「え……」
『中学校までは真面目だった茜さんが何故いきなり変わってしまったか? 答えは簡単です、周りの悪い友人達が茜さんを変えたのです』
先生は私に構わず、話を進める。
『当初、パパ活のアルバイトの誘い受けた時、茜さんはやはり抵抗があったのか話を受けるか悩んでいたそうです。けれど、その悩む茜さんを説得し、最終的に仲間に引き入れたのが……亜里沙さんです』
「亜里沙さんが、お姉ちゃんを……」
『自身が罪を犯すどころか、彼女は関係の無い人達までも巻き込んで傷付けている。これが悪霊ではないのなら、彼女は一体何だと言うのでしょう?』
お姉ちゃんが竹島と映る写真を思い出す。
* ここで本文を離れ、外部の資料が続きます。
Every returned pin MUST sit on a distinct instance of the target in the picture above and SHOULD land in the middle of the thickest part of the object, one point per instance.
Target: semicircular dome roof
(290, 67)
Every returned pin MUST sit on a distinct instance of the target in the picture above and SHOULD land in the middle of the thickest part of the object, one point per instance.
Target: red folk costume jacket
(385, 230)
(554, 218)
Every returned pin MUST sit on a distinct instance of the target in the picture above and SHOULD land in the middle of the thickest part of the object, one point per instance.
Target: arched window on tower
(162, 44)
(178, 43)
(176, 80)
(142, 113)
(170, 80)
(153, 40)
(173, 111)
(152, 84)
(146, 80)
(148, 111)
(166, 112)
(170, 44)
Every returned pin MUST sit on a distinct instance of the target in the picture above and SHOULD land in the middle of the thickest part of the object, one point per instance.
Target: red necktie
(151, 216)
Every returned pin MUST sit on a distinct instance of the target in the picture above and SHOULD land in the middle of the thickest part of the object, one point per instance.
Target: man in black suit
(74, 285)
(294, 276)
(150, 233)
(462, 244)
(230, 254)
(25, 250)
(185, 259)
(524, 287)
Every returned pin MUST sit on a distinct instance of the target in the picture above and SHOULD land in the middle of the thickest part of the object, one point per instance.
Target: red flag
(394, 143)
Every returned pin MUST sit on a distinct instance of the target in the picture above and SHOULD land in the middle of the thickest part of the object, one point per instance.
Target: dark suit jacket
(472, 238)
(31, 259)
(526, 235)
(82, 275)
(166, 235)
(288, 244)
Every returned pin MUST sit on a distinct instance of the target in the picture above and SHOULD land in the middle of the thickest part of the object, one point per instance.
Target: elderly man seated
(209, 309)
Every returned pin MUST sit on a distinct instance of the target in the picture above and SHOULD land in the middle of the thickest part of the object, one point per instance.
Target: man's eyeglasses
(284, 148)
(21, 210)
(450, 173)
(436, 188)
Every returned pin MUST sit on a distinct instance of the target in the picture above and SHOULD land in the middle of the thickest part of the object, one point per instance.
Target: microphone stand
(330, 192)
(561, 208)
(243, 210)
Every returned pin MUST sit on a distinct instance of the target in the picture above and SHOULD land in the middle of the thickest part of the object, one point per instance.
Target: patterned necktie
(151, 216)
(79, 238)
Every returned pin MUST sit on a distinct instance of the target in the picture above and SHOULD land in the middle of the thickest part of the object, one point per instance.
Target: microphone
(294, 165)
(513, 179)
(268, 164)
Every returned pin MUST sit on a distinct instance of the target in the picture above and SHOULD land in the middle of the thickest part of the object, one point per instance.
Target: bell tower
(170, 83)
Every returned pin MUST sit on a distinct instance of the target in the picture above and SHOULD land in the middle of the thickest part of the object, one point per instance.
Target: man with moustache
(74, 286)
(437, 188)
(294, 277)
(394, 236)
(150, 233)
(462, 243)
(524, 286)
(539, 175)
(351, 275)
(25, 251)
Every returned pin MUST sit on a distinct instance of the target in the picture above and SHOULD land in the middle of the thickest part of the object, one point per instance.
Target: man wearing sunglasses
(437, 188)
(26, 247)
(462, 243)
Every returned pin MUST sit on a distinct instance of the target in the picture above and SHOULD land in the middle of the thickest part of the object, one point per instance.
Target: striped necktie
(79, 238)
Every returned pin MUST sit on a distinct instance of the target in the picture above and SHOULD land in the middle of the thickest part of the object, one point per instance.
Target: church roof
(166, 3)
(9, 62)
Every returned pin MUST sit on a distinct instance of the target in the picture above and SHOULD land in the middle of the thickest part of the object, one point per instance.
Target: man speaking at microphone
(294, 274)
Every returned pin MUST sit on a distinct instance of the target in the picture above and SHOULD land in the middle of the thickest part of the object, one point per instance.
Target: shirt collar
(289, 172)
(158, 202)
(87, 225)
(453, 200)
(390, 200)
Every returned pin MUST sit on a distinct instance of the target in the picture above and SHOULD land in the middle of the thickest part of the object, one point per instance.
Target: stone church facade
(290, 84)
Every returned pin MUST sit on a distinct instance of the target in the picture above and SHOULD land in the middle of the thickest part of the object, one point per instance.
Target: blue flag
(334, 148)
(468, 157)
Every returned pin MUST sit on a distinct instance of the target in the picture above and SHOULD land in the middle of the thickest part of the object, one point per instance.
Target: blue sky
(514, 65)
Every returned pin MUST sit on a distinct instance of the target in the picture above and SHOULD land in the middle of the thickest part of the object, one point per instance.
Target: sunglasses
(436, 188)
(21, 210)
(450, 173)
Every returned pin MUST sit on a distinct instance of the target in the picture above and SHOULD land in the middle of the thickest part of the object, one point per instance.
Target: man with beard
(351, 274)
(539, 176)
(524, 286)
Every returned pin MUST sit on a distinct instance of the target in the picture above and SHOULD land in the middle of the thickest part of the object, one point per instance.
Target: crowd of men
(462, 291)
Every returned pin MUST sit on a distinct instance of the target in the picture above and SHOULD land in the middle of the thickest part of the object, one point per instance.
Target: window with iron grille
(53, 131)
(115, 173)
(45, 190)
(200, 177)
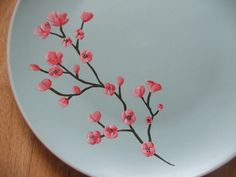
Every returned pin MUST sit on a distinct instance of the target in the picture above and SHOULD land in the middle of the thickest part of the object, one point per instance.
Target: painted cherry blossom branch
(128, 116)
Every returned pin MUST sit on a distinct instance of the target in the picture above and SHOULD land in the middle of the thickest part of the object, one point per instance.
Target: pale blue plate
(189, 46)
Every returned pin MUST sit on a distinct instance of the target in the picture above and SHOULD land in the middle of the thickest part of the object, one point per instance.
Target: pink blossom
(86, 16)
(86, 56)
(34, 67)
(55, 71)
(160, 107)
(148, 120)
(128, 117)
(148, 149)
(54, 58)
(94, 137)
(120, 80)
(79, 34)
(76, 90)
(58, 18)
(64, 102)
(109, 89)
(43, 30)
(153, 86)
(139, 91)
(111, 131)
(44, 85)
(76, 69)
(67, 42)
(95, 116)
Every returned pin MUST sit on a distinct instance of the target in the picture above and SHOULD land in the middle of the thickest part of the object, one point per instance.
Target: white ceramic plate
(188, 46)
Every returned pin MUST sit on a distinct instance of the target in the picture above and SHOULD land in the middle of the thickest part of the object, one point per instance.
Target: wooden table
(21, 154)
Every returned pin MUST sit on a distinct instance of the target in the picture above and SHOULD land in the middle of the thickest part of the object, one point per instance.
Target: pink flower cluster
(58, 19)
(109, 131)
(55, 58)
(152, 87)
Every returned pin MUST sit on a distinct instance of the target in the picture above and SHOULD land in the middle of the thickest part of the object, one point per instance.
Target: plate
(128, 88)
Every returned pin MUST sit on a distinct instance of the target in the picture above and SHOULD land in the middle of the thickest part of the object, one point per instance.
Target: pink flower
(160, 107)
(67, 42)
(148, 149)
(54, 58)
(95, 116)
(44, 85)
(86, 56)
(120, 80)
(76, 90)
(128, 117)
(148, 120)
(76, 69)
(43, 30)
(94, 137)
(139, 91)
(111, 131)
(34, 67)
(55, 71)
(153, 86)
(86, 16)
(64, 102)
(109, 89)
(79, 34)
(58, 18)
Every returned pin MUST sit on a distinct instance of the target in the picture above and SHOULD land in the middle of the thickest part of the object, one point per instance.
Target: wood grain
(21, 154)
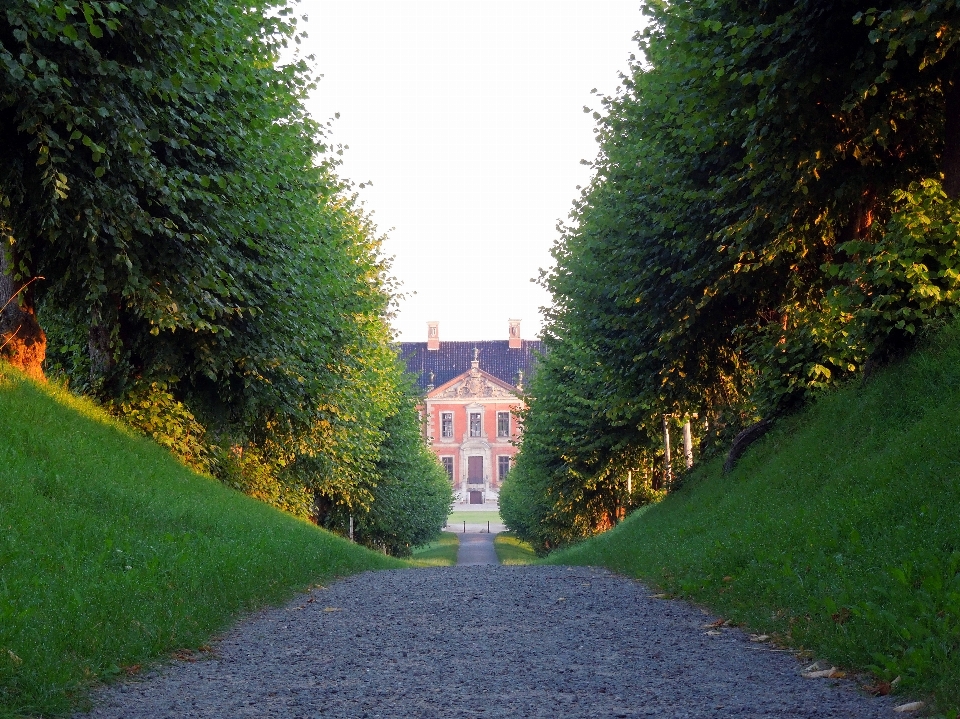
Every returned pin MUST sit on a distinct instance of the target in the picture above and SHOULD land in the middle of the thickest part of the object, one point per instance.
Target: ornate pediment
(475, 385)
今でも吐き気を催すし、竹島の事は今でも憎んでいる。
けれど、お姉ちゃんを狂わせた元凶が本当に亜里沙なのだとしたら……亜里沙の事も許す事は出来ない。
『彼女は悪霊です。茜さんを狂わせた元凶です。それに、彼女は繋命会の供物についても知ってしまった。そうなれば……我々がする事は1つ、早急に彼女を除霊をするしかありません』
「……はい」
亜里沙は私の初めての友達だ。大切で、守りたい存在だ。けれど、亜里沙がお姉ちゃんに害を及ぼすのなら……話は別だ。
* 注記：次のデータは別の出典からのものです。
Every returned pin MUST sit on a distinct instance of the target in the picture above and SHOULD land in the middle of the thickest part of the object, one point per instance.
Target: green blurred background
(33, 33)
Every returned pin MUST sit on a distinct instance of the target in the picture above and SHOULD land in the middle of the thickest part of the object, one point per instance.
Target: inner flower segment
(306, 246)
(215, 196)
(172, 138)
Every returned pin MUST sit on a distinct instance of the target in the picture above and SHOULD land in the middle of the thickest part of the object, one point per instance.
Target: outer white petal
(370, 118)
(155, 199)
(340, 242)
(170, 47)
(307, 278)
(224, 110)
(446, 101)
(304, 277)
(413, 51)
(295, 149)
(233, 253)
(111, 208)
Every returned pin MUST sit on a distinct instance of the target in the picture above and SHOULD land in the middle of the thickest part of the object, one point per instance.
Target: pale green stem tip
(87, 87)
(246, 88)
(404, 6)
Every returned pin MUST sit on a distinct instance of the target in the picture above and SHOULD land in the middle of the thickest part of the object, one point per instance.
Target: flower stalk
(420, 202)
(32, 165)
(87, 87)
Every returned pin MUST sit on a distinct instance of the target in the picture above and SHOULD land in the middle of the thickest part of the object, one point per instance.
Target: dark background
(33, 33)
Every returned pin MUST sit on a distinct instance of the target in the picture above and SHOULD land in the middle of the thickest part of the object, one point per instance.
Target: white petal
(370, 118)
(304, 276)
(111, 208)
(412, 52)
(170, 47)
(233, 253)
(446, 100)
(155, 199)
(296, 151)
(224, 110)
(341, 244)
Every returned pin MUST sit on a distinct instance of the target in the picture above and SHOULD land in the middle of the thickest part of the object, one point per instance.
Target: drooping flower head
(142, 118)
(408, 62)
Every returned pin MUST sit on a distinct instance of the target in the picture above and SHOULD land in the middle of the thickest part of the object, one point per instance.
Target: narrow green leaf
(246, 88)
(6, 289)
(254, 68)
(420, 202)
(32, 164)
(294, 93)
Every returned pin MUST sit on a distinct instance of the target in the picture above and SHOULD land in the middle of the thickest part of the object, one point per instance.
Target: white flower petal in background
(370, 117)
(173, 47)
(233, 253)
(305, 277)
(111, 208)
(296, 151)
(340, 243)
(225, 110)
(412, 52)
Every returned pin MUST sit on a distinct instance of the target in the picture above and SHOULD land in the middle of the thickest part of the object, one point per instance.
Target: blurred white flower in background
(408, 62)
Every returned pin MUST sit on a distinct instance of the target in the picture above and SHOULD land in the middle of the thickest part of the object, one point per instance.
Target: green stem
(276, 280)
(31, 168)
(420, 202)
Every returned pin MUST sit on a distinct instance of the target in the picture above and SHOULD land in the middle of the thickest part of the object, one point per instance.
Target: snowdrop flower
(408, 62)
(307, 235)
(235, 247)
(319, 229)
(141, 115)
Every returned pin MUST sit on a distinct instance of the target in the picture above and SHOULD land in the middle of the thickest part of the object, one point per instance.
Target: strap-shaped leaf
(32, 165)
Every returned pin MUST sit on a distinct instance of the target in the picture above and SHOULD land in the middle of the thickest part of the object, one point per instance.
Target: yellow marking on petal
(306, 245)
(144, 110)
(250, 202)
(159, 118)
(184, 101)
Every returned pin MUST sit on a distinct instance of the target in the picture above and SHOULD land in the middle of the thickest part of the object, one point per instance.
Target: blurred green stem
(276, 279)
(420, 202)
お姉ちゃんを狂わせる友達なのだとしたら、私は亜里沙との友情なんていらない。今後、友達なんてとものも必要ない。
この瞬間、私の中で友達である亜里沙は死んだ。
これから対峙するのは……悪霊に堕ちた哀れな元・人間だ。
「では、早速取りかかりましょう。この前と同じように準備はこちらで進めておきますので後日、日時と場所を……」
「先生」
「はい?」
「今回は、私主導で除霊させて頂けませんか?」
ならば、せめて私のやり方で除霊してあげよう。
元・友達として……私に出来る最後の弔いだ。